Beyond the Credit Score: How AI Is Rebuilding Lending from the Ground Up
Over 400 million Indians remain underserved by formal credit — not because they are unworthy borrowers, but because their financial lives do not fit inside bureau scores, income proofs, and backward-looking documents. AI is rebuilding the underwriting model from the ground up: alternative data, real-time risk, and hyper-personalised credit terms. India is becoming the global testbed for what responsible AI-powered lending looks like.
The Score Is Not Enough Anymore
For decades, lending decisions were based on static data — credit scores, income proofs, and backward-looking documents. This model excluded millions of worthy borrowers: MSMEs with no collateral, gig workers with erratic income, first-time borrowers with no bureau history.
With the rise of AI and alternative data, a new credit paradigm is emerging — one that is dynamic, contextual, and inclusive. India, with its rich DPI ecosystem and regulatory evolution, is becoming the global testbed for what responsible AI-powered lending looks like.

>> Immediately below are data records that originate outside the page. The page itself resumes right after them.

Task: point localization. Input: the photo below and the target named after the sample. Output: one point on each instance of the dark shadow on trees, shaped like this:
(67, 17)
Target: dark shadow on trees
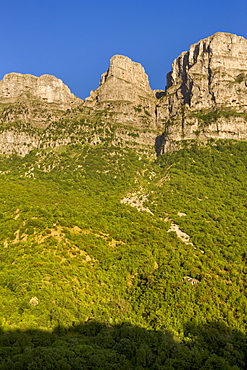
(93, 345)
(159, 144)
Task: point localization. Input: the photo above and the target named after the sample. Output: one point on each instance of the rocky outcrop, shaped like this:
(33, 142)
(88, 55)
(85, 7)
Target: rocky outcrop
(125, 94)
(206, 97)
(206, 92)
(46, 87)
(34, 100)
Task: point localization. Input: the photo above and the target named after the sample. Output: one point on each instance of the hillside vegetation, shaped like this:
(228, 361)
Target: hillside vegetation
(110, 260)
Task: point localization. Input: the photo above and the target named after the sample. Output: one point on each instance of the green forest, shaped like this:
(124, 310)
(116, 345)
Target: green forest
(112, 259)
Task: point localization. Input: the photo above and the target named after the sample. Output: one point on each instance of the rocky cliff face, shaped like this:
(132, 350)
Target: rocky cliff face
(125, 93)
(34, 100)
(47, 88)
(206, 92)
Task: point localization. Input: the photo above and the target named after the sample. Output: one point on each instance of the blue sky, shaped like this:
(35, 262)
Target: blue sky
(74, 39)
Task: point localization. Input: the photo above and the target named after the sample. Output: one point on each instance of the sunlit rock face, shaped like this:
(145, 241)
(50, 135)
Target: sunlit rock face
(46, 87)
(125, 93)
(210, 77)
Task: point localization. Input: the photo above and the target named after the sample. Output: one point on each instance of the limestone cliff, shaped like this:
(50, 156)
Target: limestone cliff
(125, 93)
(34, 100)
(206, 92)
(206, 97)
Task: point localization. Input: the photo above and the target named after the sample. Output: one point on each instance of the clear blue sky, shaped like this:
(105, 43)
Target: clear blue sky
(74, 39)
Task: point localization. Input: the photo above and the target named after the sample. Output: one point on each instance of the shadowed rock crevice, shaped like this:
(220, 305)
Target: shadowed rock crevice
(93, 345)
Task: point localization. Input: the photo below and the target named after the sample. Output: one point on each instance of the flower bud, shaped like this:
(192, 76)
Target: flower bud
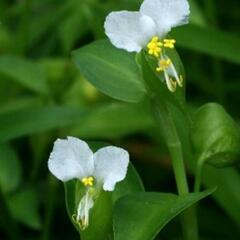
(215, 136)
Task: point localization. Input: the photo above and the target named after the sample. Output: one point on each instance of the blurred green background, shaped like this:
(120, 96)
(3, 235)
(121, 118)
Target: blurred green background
(43, 96)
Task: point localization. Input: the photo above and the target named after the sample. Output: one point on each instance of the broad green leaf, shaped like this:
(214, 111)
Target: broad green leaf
(25, 72)
(20, 123)
(101, 214)
(227, 195)
(209, 41)
(132, 183)
(24, 208)
(142, 216)
(110, 70)
(19, 104)
(115, 121)
(215, 135)
(10, 169)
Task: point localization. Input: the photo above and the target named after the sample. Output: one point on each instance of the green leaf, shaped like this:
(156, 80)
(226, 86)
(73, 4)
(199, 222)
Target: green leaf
(20, 123)
(24, 208)
(227, 195)
(110, 70)
(215, 135)
(131, 184)
(25, 72)
(101, 214)
(209, 41)
(115, 121)
(142, 216)
(10, 169)
(157, 88)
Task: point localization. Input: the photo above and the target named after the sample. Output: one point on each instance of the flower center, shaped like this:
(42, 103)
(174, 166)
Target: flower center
(154, 47)
(163, 64)
(88, 181)
(169, 43)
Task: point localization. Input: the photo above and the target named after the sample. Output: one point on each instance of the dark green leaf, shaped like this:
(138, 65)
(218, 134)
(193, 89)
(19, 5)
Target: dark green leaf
(24, 208)
(209, 41)
(25, 72)
(10, 169)
(110, 70)
(216, 137)
(19, 123)
(114, 121)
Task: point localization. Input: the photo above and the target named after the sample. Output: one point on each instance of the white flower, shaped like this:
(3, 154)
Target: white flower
(147, 28)
(73, 159)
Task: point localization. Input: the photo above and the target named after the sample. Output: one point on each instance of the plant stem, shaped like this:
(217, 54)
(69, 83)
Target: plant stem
(198, 175)
(168, 129)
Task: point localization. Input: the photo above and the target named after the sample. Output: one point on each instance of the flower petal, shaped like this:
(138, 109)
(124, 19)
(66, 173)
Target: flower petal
(110, 166)
(71, 158)
(84, 207)
(130, 31)
(166, 13)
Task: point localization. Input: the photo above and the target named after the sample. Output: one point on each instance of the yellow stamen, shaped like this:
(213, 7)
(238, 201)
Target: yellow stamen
(169, 43)
(154, 47)
(88, 181)
(163, 64)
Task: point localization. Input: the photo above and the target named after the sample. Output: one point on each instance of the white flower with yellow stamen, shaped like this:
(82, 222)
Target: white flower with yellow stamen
(147, 29)
(73, 159)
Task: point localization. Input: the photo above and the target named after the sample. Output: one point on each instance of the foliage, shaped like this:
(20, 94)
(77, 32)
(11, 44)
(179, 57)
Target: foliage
(44, 96)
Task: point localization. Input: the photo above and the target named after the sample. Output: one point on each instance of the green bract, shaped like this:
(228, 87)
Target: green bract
(215, 136)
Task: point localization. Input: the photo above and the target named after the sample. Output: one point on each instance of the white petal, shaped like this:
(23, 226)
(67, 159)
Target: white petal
(71, 158)
(110, 166)
(84, 207)
(166, 13)
(130, 31)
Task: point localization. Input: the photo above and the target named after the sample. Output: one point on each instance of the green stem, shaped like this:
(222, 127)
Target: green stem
(198, 175)
(168, 129)
(52, 188)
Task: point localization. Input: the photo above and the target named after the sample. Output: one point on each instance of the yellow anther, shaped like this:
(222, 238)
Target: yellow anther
(88, 181)
(154, 47)
(169, 43)
(163, 64)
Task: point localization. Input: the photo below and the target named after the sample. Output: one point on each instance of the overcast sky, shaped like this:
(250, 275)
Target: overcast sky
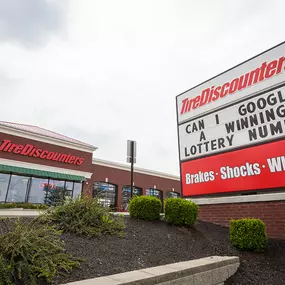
(107, 71)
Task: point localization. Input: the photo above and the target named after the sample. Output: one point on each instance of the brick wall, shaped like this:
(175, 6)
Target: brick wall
(272, 214)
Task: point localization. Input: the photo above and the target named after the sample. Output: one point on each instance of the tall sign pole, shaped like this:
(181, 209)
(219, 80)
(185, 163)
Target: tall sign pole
(131, 158)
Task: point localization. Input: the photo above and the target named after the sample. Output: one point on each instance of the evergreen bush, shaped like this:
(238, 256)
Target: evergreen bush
(248, 234)
(84, 216)
(180, 212)
(31, 251)
(145, 208)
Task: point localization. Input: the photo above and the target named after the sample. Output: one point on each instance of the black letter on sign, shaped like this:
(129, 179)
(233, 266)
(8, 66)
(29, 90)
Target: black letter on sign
(202, 136)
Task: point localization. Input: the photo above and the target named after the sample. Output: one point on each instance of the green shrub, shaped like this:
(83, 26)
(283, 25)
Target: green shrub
(31, 251)
(85, 216)
(180, 212)
(248, 234)
(145, 208)
(23, 205)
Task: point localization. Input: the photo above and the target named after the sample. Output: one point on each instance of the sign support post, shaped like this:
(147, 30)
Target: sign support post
(131, 158)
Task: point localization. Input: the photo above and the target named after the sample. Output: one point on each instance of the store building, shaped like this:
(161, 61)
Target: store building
(35, 162)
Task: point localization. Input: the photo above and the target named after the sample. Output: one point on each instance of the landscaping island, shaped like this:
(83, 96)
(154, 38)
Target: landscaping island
(151, 243)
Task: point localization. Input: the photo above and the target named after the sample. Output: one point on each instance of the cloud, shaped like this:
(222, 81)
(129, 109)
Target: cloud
(30, 22)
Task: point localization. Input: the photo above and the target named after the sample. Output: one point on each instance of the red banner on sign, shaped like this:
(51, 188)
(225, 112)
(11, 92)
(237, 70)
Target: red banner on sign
(258, 167)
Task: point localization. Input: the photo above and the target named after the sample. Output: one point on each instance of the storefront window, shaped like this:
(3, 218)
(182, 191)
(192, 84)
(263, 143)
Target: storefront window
(4, 181)
(172, 194)
(69, 185)
(77, 189)
(126, 195)
(38, 190)
(56, 192)
(106, 194)
(17, 189)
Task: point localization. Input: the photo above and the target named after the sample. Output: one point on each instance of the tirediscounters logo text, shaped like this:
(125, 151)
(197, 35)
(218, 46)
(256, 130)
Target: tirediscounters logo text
(232, 135)
(32, 151)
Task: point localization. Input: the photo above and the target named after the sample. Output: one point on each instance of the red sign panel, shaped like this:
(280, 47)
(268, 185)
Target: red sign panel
(253, 168)
(33, 151)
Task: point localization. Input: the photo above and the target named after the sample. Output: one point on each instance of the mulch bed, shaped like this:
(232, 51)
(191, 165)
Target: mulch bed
(148, 244)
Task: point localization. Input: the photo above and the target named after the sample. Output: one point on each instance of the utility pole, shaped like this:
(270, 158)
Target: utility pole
(131, 158)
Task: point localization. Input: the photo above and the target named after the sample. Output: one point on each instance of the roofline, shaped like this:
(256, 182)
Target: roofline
(126, 167)
(47, 139)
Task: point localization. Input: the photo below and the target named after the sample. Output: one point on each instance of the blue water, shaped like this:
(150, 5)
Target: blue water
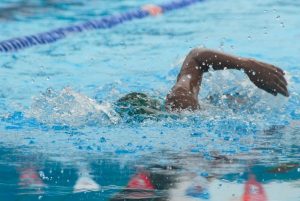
(58, 124)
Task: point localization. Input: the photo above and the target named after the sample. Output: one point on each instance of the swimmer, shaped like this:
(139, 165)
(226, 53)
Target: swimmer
(184, 94)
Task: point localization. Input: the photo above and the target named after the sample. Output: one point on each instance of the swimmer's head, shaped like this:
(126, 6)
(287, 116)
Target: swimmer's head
(137, 104)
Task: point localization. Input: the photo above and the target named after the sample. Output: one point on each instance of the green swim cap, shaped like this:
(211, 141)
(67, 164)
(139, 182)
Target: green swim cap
(137, 104)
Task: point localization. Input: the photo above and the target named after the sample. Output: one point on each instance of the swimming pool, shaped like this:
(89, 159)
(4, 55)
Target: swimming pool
(56, 146)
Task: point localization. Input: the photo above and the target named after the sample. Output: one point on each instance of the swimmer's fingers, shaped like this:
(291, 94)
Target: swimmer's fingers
(276, 88)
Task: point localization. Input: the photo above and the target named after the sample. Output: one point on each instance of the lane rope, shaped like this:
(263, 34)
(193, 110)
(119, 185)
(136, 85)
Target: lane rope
(19, 43)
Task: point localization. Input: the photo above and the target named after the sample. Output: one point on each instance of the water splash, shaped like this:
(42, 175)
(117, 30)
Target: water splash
(68, 107)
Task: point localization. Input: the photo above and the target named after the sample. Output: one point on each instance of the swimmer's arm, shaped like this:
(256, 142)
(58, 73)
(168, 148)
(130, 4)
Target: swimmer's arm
(265, 76)
(184, 94)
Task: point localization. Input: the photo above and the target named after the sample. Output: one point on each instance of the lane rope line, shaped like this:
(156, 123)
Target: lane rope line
(19, 43)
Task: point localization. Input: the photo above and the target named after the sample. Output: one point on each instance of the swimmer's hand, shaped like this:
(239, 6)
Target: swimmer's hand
(267, 77)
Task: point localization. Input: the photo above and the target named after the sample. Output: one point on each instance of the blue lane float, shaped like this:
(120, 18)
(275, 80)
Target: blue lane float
(52, 36)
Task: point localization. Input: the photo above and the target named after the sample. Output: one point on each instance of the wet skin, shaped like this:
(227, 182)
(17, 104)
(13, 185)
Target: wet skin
(184, 94)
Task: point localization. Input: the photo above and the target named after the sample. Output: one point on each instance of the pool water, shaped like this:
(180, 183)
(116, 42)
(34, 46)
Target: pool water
(61, 138)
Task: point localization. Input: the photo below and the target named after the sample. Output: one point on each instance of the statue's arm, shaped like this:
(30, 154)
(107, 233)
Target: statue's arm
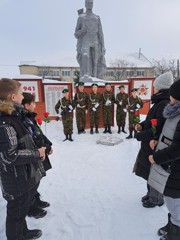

Why Traditional Credit Models Are Breaking
Legacy scoring systems struggle because bureau data simply does not exist for new-to-credit populations. Gig workers, freelancers, and small traders do not fit into salaried income checkboxes. Static scores cannot capture how people actually manage cash flow in real life.

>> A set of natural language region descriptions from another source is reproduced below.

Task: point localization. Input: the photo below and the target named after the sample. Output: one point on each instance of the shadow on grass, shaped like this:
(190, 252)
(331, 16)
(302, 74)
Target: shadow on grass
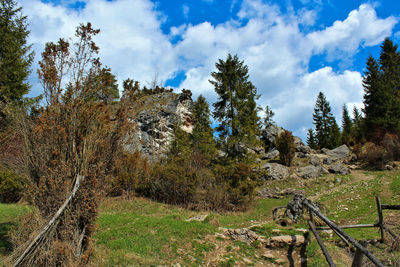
(5, 242)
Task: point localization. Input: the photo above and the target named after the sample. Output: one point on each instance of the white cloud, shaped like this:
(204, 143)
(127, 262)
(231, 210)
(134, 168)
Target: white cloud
(361, 28)
(185, 10)
(269, 42)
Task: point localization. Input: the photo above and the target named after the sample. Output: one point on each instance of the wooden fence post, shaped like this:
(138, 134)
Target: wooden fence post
(380, 215)
(357, 261)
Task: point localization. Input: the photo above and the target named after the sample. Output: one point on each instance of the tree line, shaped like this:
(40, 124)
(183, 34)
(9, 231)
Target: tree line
(379, 118)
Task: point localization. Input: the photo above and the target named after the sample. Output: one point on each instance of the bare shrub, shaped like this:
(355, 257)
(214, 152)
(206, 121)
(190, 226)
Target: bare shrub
(72, 142)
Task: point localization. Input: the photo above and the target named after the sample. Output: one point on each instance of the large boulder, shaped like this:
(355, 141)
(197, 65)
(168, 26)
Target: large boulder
(339, 153)
(270, 134)
(276, 171)
(339, 168)
(270, 155)
(152, 123)
(310, 171)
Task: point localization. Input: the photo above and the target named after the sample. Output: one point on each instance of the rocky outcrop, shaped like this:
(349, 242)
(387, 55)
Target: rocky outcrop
(152, 122)
(339, 153)
(310, 171)
(276, 171)
(338, 168)
(270, 134)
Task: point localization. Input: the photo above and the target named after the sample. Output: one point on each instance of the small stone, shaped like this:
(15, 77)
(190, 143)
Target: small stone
(247, 261)
(268, 255)
(200, 218)
(284, 240)
(280, 261)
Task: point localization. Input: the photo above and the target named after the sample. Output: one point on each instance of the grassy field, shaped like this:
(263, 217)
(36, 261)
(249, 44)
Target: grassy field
(140, 232)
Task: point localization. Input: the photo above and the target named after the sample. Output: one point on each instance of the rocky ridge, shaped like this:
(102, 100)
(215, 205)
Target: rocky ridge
(153, 120)
(154, 117)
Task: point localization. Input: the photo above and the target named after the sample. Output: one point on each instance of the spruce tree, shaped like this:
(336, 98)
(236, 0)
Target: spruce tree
(327, 132)
(15, 54)
(381, 91)
(268, 121)
(347, 126)
(203, 140)
(376, 99)
(181, 145)
(311, 140)
(358, 126)
(236, 108)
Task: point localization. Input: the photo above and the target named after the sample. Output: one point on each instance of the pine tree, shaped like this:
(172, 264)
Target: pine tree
(15, 54)
(358, 126)
(381, 84)
(286, 147)
(311, 140)
(203, 140)
(327, 132)
(376, 105)
(347, 126)
(236, 108)
(181, 145)
(108, 86)
(268, 117)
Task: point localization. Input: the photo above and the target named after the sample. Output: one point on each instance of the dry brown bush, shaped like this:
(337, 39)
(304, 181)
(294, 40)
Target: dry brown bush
(70, 143)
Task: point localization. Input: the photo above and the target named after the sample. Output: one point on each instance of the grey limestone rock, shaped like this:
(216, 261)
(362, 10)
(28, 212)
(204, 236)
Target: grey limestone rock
(310, 171)
(153, 121)
(276, 171)
(338, 168)
(340, 153)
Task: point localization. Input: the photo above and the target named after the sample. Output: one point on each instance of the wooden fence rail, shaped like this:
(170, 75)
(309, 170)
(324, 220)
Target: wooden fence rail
(361, 246)
(312, 208)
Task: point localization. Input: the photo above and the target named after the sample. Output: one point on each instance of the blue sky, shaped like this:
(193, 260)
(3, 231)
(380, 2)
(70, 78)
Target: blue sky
(294, 48)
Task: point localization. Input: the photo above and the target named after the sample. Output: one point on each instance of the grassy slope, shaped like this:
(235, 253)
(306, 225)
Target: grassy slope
(9, 213)
(142, 232)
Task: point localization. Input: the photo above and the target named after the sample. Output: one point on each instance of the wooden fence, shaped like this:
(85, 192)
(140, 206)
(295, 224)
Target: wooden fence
(360, 246)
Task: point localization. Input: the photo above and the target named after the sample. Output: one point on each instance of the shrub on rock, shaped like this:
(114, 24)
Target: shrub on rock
(286, 147)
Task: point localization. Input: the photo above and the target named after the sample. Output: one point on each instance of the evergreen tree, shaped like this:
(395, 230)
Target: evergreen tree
(181, 145)
(381, 84)
(236, 108)
(268, 117)
(358, 126)
(347, 126)
(15, 54)
(311, 140)
(108, 86)
(286, 147)
(327, 132)
(203, 140)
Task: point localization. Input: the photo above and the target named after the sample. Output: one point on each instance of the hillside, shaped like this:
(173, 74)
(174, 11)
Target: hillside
(141, 232)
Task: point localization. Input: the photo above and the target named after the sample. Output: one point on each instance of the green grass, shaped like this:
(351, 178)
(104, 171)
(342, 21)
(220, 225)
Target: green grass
(9, 214)
(145, 232)
(395, 185)
(141, 232)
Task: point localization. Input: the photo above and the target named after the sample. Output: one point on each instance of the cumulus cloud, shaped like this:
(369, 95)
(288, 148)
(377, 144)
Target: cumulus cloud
(361, 28)
(270, 43)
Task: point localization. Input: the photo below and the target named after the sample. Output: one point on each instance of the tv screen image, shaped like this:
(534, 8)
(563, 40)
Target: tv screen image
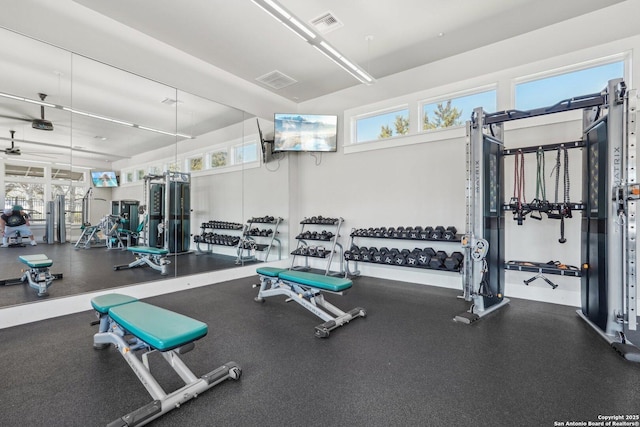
(305, 132)
(104, 179)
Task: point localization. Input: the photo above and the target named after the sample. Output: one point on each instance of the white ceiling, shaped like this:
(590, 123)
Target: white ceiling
(383, 37)
(239, 37)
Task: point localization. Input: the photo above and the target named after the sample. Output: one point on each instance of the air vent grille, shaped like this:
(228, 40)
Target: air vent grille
(326, 22)
(276, 80)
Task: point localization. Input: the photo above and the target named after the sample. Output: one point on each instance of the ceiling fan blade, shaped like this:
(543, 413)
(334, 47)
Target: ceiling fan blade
(24, 119)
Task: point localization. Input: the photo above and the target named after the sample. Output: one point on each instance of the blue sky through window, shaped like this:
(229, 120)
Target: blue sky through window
(551, 90)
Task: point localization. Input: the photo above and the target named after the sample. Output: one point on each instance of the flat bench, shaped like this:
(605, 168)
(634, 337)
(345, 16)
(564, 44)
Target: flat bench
(154, 329)
(306, 289)
(155, 258)
(37, 276)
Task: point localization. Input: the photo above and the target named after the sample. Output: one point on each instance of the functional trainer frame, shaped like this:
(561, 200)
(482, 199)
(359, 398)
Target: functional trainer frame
(610, 194)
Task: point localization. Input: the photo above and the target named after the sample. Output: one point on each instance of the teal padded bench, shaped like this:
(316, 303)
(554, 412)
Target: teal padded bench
(155, 258)
(38, 275)
(306, 289)
(154, 329)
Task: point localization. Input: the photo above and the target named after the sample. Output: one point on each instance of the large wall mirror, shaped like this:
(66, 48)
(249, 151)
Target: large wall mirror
(204, 160)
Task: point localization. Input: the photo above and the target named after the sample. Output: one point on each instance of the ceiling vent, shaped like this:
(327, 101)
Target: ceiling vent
(276, 80)
(326, 23)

The result: over 400 million Indians remain underserved or unserved by formal credit — not because they are risky, but because they are invisible to legacy underwriting.
How AI Reinvents Credit
Alternative data modelling — AI analyses mobile recharge patterns, UPI activity, GST data, e-commerce behaviour, and more to build credit profiles where bureaus have none.

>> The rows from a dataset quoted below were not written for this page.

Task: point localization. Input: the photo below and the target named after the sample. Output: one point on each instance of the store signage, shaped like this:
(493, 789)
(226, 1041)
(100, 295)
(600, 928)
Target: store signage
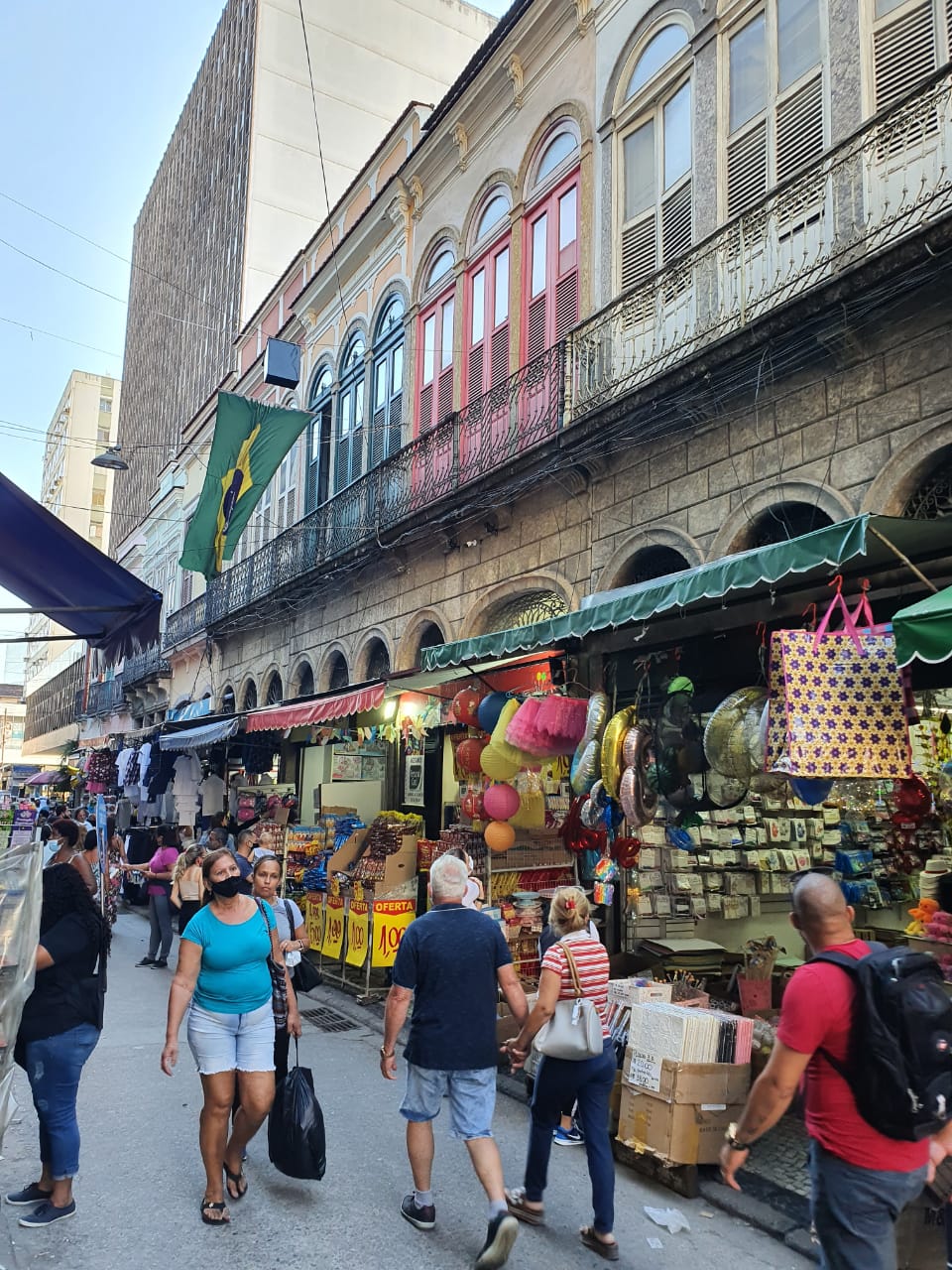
(391, 917)
(357, 926)
(333, 929)
(315, 924)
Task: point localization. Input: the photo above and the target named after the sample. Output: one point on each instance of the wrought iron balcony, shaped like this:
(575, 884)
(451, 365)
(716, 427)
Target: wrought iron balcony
(104, 698)
(428, 474)
(145, 666)
(881, 186)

Real-time risk assessment — dynamic models monitor borrower behaviour post-disbursal, flagging early delinquency signals before they become NPLs. The underwriting relationship does not end at disbursement.
Hyper-personalisation — credit terms, interest rates, and repayment plans customised per borrower profile, not broad segment averages. India’s Account Aggregator framework, combined with consent-based data access, is the infrastructure that makes this possible.
Inclusion Through Intelligence
AI is unlocking credit access for segments previously deemed too risky:
- MSMEs — GST and bank transaction data power smarter working capital models
- Gig workers — platform behavioural data from Swiggy, Uber, and Ola becomes a creditworthiness proxy
- First-time borrowers — phone metadata, bill payments, and savings behaviour as credit signals
The result: higher approval rates, reduced cost of risk, and improved repayment behaviour — not a trade-off between inclusion and risk management.
The Governance Challenge: AI Must Be Explainable
Black-box models can introduce bias, deny transparency, and create unfair outcomes. AI governance in credit requires:
- Interpretable models (XAI) that can explain every decision
- Consent-based, auditable data pipelines
- Decisions that are explainable to regulators and to borrowers
RBI is already watching this space closely. Institutions that embed ethical AI practices proactively will not need to retrofit them under regulatory pressure.
The Strategic Roadmap for BFSI Leaders
- Short-term — run AI pilots in high-friction segments: unsecured MSME loans, gig economy credit
- Mid-term — build AI governance playbooks with compliance, fairness, and explainability at the core
- Long-term — rewire the lending lifecycle to be data-native, not document-driven
India’s combination of DPI infrastructure (UPI, Account Aggregator), fintech innovation, and regulatory engagement positions it uniquely to export this new lending model globally. If built responsibly, AI-led credit can do what legacy models never could: make lending more human, more inclusive, and more adaptive to the lives people actually live.